From the reviewed work, 21 papers (4%) explicitly mention explainability or interpretability. As is common in the NLP domain, the terms are mostly used interchangeably [53]. Roughly 40% use feature attribution as explanation form, which is in line with other reviews [52]. Another 40% integrate interpretable components or can be considered interpretable-by-design. Six papers report quantitative or qualitative evaluation, incl. three works which evaluate with one or two clinicians. In contrast, the majority of papers claims that the model is more interpretable or explainable without any quantification. Anecdotal evidence is common and a fundamental flaw in the field [54].

Ghassemi et al. [55] argue that current explainability methods are not sufficient for certain purposes in the clinical domain and argue to focus more strongly on validation practices. The explanation purpose is often not defined, which hinders the assessment of usefulness. In addition, we agree that rigorous validation is important and we start to see works in this direction, e.g. [56]. However, we emphasize that e.g. the robustness field is facing similar challenges with guarantees.

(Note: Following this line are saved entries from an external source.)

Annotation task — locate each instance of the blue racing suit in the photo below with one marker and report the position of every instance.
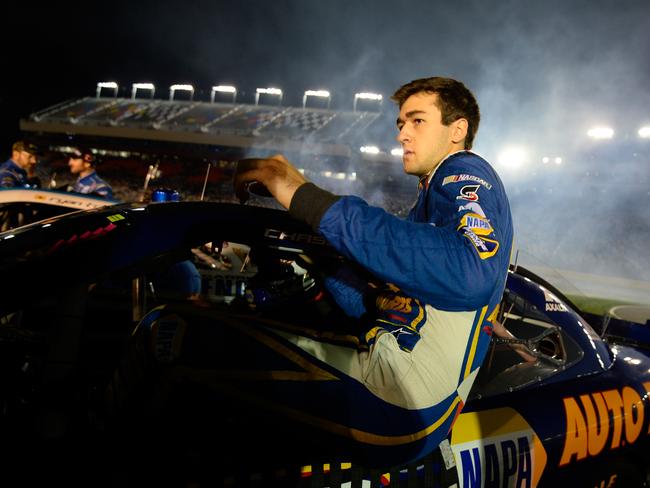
(12, 175)
(393, 395)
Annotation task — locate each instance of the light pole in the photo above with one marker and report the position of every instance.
(366, 96)
(142, 86)
(316, 93)
(175, 88)
(223, 89)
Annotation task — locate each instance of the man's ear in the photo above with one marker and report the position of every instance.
(459, 131)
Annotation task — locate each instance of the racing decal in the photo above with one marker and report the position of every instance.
(479, 225)
(115, 217)
(590, 426)
(472, 207)
(486, 247)
(167, 335)
(468, 192)
(497, 448)
(76, 238)
(552, 303)
(457, 178)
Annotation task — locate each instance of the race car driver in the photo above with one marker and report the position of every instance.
(396, 396)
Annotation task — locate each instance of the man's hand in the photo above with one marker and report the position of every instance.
(276, 174)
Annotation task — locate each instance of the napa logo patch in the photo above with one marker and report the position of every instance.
(478, 224)
(468, 192)
(485, 247)
(552, 303)
(497, 448)
(472, 207)
(457, 178)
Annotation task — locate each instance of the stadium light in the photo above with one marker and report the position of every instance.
(316, 93)
(268, 91)
(175, 88)
(601, 133)
(556, 160)
(369, 149)
(109, 85)
(513, 157)
(142, 86)
(366, 96)
(644, 132)
(223, 89)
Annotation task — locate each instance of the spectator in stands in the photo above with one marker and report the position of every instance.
(18, 171)
(83, 163)
(420, 293)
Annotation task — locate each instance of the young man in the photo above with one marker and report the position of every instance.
(82, 162)
(393, 396)
(17, 172)
(448, 260)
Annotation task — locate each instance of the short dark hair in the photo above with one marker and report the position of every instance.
(28, 147)
(85, 153)
(455, 101)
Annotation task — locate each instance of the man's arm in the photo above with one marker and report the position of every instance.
(276, 174)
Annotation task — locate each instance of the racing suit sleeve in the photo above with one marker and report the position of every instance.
(442, 265)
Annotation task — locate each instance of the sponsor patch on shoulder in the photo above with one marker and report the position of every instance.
(457, 178)
(479, 225)
(472, 207)
(486, 247)
(468, 192)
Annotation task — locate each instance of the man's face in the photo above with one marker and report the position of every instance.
(77, 165)
(424, 139)
(25, 160)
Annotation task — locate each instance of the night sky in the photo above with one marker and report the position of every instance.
(544, 72)
(546, 68)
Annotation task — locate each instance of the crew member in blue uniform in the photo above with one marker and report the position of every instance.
(393, 394)
(83, 163)
(17, 171)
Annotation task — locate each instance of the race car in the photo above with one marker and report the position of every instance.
(560, 400)
(20, 206)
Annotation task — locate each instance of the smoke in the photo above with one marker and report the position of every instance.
(543, 73)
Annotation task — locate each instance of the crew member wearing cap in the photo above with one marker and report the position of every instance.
(82, 162)
(17, 172)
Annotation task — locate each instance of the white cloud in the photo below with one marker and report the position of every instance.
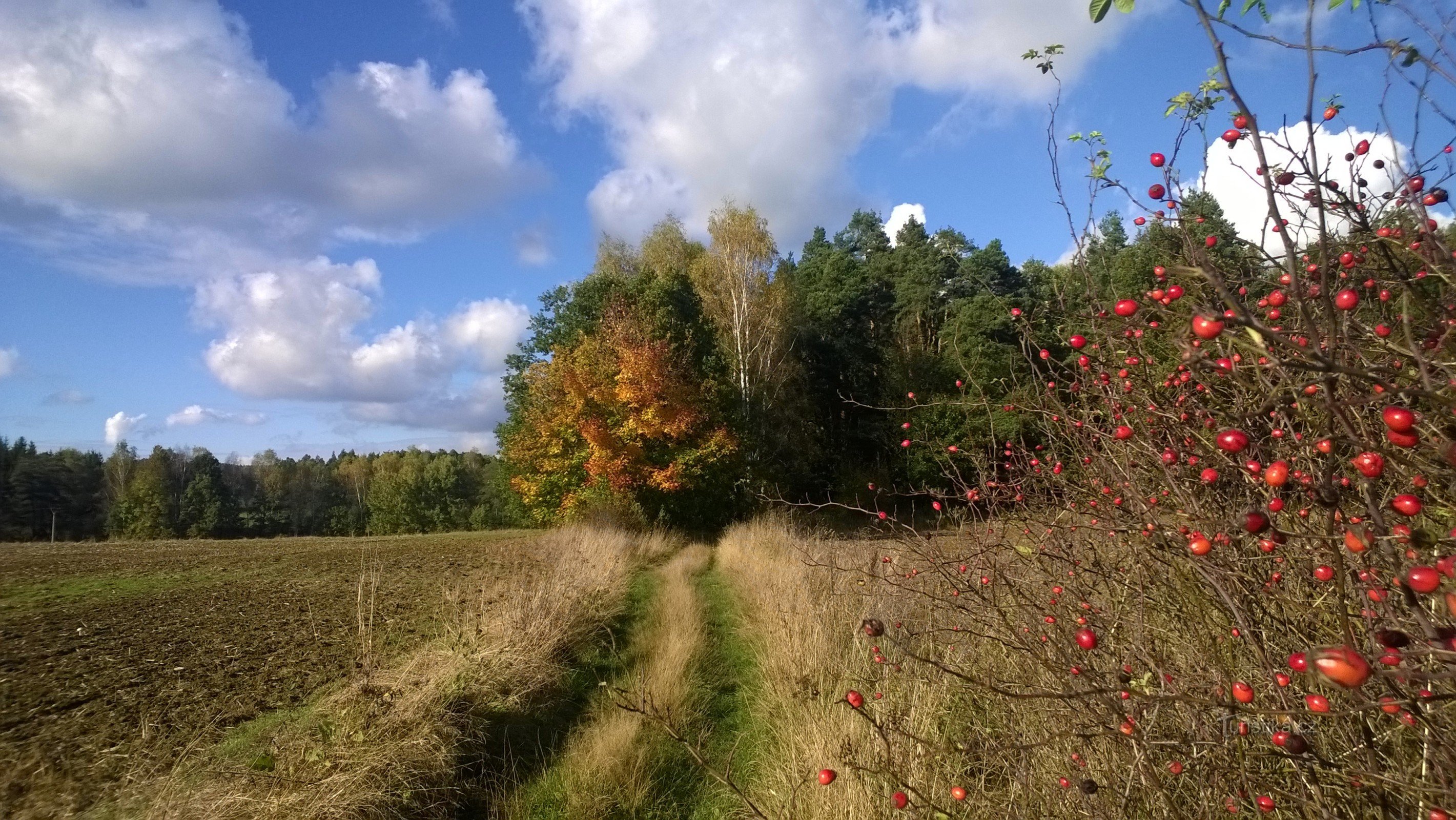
(121, 426)
(534, 247)
(440, 12)
(1229, 175)
(765, 101)
(293, 334)
(69, 397)
(145, 142)
(197, 414)
(900, 215)
(159, 111)
(477, 410)
(487, 331)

A sole focus on validation is not sufficient to tackle transparency requirements. For this reason, we call for purpose-driven development and adequate evaluation to derive in which ways explanations are most beneficial for the clinical context.

Bias

In the medical domain, data bias is prevalent and imminent. While biomedical publications are mainly affected by reporting bias [57], medical record datasets can contain bias from multiple sources, including authorship, target audience, local practices, type of trigger, available time, deployed software or monetary incentives [58]. Whether employed dataset(s) are representative for a patient population is heavily dependent on data collection practices. For instance, in the case of acute kidney injury (AKI), less than 29% of all clinically identified AKI patients receive a corresponding ICD code in their patient record [59]. NLP models have trouble to differentiate sentences describing normalities from important abnormalities in radiology reports [60]. For machine learning systems that support clinical staff and patients in taking informed decisions, non-discrimination of protected groups is an essential goal. Handling bias in machine learning often consists of detecting and, when indicated, reducing bias. Detection is often driven by calculating statistical fairness metrics, such as Group fairness or Equalized Odds. It must be emphasized that no single metric is sufficient on its own, instead each application requires a combination of metrics, selected by a careful consideration of moral reasoning and domain-specific challenges [61]. Debiasing word embeddings and post-processing via equalized-odds can improve downstream clinical NLP tasks [62].

Limitations

While we believe that our selection of NLP conferences provides valuable insights into current trends and advancements in the field, it is important to acknowledge the limitations of our methodology. Specifically, we chose to focus solely on NLP conferences from the ACL anthology and did not include general ML conferences or application-focused conferences from the medical domain in our analysis. This decision was made in order to provide a more focused and in-depth analysis of the technical aspects of the field. Future research may benefit from including a wider range of different NLP-related conferences and medical-related conferences in the analysis to better understand the intersection of technical advancements and real-world applications. While our study primarily focuses on mapping the patient journey onto NLP tasks, future work should expand on potential approaches to address bias mitigation and enhance model explainability. Addressing these challenges will further strengthen the deployment of NLP in healthcare, ensuring that the systems are fair, transparent and trustworthy.

Conclusion

In this paper, we conducted a systematic literature review and mapped clinical NLP research onto a prototypical patient journey in the hospital. Specifically, we reviewed which dataset types, dataset languages, model architectures and tasks are researched in current clinical NLP research. Our results show that, while a patient’s hospital journey produces a significant amount of structured and unstructured documents, certain steps and documents receive more research attention than others. Diagnosis, Admission and Discharge are clinical patient steps that are researched often across the surveyed paper. In contrast, we found that Treatment, Billing, After Care, and Smart Home are under-researched. Additionally, clinical NLP models are mostly based on radiology reports, discharge letters and admission notes, even though we have shown that many other documents are produced throughout the patient journey. Our findings suggest that there is a significant opportunity to leverage NLP approaches to advance clinical decision-making systems, as there remains a considerable understudied potential for the analysis of patient journey data.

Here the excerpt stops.